7. Anvil Pro
The next benchmark is the Anvil Pro, an ‘all inclusive’ storage utility. The software is tests transfer speeds as well as IOPS The IOPS tests can be configurable with preset testing scenarios for read (Seq 4MB, 4K, 4K QD4, 4K QD16, 32K and 128K), write (Seq 4MB, 4K, 4K QD4, 4K QD16) and mixed IO.
We used the software with the OCZ Trion 480GB SSD and tested the drive with 0-fill compression (RAW), 8% compression, 25% compression, 45% compression, 67% compression and finally 100 % (incompressible data).
Although the ASSD benchmark showed that the compressibility of data being transferred on the OCZ Trion 480GB SSD had little to no impact on the drive's performance, the results we got from the Anvil Pro benchmark were not so consistent across different compressions.

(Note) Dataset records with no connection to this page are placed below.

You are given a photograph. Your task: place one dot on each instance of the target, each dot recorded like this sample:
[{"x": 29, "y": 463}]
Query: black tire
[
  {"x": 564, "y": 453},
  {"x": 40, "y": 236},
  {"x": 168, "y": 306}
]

Starting with the 0-fill results (compressible), OCZ's drive got a very high overall score, which is based on both its read and write behavior. OCZ's SSD left behind the Samsung 850 Pro as well as Crucial's drives. This should be attributed to the very high overall read results, mainly in the 0-fill sequential 4MB, 4K, 4K QD4 and 4K QD16 tests.
In the 0-fill write results, the drive's sequential 4MB performance was good, but it could be higher in the remaining 4K, 4K QD4 and 4K QD16 tests. We should also note here that in the 4k write 0-fill write tests, the Trion 150 SSD was slower than in the corresponding test with incompressible data, and that its 4K QD16 0-fill write performance was low.
With incompressible data, OCZ's Trion SSD got an overall average score (read,write).
Specifically, it was fast enough in the 4MB Seq read tests, and remained competitive in the 4K read tests, although its performance was lowering as we were moving to higher queue depths.
In the write part, the Trion SSD was fast in the 4MB Seq test, but still slower than some other SSDs. It's 4K write performance was average.